Il livello dei servizi minimi dovrebbe descrivere una soglia sotto la quale non si può scendere, neanche in caso di emergenza, perché al di sotto di quella soglia non è garantito il diritto dei cittadini alla mobilità. A guardare i numeri, è concreto il rischio che le risorse in Calabria siano appena sufficienti per erogare i servizi minimi descritti nel documento.

Le risorse per il TPL in Italia hanno due fonti principali: il Fondo Nazionale Trasporti e i fondi del bilancio regionale. Se da una parte le risorse nazionali si assottigliano ogni anno, dall’altra la Regione Calabria è fanalino di coda rispetto all’entità delle risorse autonome regionali. Su 235 milioni di spesa nel settore, solo 25 provengono dal bilancio regionale: appena il 10%.

Con queste risorse caro Presidente quali servizi si riuscirà a garantire?

E non basta: la programmazione dei servizi di TPL in Calabria considera ogni anno che le risorse del Fondo Nazionale Trasporti siano tutte disponibili. In realtà, parte di queste risorse rappresentano una premialità (oggi il 10% del Fondo Nazionale Trasporti: 25 milioni di euro) che potrebbero non essere erogate dallo Stato alla Regione. Insomma, si prevede di erogare servizi per 235 milioni senza tener conto che 25 di questi milioni potrebbero non esserci: si “scommette” ogni anno. In certe circostanze però, come per il 2017, la quota premiale è a forte rischio e solo in autunno inoltrato si saprà se queste risorse saranno disponibili con certezza o meno. La Regione cosa farà in caso le risorse non ci siano?  Il problema della quota premiale è ancora più serio se visto in prospettiva pluriennale. Se il principio è apparentemente corretto, è chiaro che con il passare degli anni, conseguire il risultato sarà come scalare una montagna.

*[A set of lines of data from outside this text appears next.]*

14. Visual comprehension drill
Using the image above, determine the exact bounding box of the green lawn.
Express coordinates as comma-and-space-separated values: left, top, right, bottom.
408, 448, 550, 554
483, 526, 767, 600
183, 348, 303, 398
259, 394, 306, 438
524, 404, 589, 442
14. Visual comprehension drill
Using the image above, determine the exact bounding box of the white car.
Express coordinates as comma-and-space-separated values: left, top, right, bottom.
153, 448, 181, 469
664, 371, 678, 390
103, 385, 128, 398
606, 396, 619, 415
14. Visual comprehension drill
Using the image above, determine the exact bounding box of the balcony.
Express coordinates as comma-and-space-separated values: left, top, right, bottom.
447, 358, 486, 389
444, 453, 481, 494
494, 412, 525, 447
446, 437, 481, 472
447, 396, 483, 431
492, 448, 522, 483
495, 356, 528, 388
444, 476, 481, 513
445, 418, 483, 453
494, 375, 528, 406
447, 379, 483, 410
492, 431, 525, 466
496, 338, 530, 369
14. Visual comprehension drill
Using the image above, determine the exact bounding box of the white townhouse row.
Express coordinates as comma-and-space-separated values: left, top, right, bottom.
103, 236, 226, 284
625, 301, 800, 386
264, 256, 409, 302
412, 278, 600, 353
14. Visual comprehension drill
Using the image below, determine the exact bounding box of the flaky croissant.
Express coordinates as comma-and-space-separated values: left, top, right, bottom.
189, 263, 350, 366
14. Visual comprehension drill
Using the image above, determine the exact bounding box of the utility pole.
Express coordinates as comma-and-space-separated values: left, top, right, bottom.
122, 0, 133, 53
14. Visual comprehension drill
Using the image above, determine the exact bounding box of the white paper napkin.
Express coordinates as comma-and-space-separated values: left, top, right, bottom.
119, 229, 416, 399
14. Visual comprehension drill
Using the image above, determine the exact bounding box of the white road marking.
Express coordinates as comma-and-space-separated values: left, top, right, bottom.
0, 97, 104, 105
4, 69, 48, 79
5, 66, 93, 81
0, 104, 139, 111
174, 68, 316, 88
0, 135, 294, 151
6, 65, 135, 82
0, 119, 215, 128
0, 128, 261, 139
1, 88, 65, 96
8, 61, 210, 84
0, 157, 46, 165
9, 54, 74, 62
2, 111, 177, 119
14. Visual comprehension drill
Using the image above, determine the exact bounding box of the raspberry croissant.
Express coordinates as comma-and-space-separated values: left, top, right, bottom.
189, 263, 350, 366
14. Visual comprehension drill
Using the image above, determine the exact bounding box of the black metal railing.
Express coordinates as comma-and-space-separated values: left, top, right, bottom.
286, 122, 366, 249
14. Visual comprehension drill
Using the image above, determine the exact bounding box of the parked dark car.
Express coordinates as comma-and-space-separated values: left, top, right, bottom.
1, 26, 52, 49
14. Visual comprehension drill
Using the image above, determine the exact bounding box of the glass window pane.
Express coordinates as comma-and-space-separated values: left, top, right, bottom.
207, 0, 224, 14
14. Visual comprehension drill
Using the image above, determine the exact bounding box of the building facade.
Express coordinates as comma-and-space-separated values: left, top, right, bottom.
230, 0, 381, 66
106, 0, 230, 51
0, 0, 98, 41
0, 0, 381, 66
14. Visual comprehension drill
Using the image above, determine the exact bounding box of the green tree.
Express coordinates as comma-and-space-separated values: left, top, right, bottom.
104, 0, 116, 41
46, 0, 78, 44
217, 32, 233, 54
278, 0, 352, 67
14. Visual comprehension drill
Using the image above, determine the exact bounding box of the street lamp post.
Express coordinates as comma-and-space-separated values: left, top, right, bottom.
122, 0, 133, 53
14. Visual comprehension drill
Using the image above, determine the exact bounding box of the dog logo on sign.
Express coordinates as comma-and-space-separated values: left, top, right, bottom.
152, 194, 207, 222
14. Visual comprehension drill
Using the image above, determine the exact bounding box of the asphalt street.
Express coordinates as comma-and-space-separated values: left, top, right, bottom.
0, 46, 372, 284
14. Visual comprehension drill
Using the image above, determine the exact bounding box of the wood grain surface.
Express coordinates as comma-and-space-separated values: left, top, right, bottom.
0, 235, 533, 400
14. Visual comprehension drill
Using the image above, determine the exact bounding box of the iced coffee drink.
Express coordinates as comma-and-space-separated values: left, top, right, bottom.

Le nuove regole nazionali, ormai di prossima approvazione, aumentano il peso della quota premiale, che sarà portata al 40%. È vero che per i primi cinque anni esiste un meccanismo di sterilizzazione che consente di contenere questi tagli, ma in una regione come la Calabria, che si appresta per la prima volta ad affidare i servizi con gara per una durata decennale, come si può programmare con una tale incognita sulla disponibilità di risorse?

In conclusione, se si pensa, caro Presidente, di rimandare al futuro le gravi scelte vitali che questa situazione richiede, tenga conto che il nuovo decreto legge 50, all’art. 27, già prevede dei tagli con effetto immediato su tutto il territorio nazionale. Tagli che per la Calabria si traducono in una riduzione dei fondi disponibili, già per l’anno in corso, di ben sei milioni di euro.

Serve quindi un cambio di passo, perché quanto già fatto non basta, bisogna trovare il coraggio di assumersi la responsabilità di riorganizzare il sistema alla radice ma contando su risorse certe e sufficienti. Tocca soprattutto a Lei caro Presidente, trovare soluzioni, bisogna decidere, fare subito e fare le cose giuste“.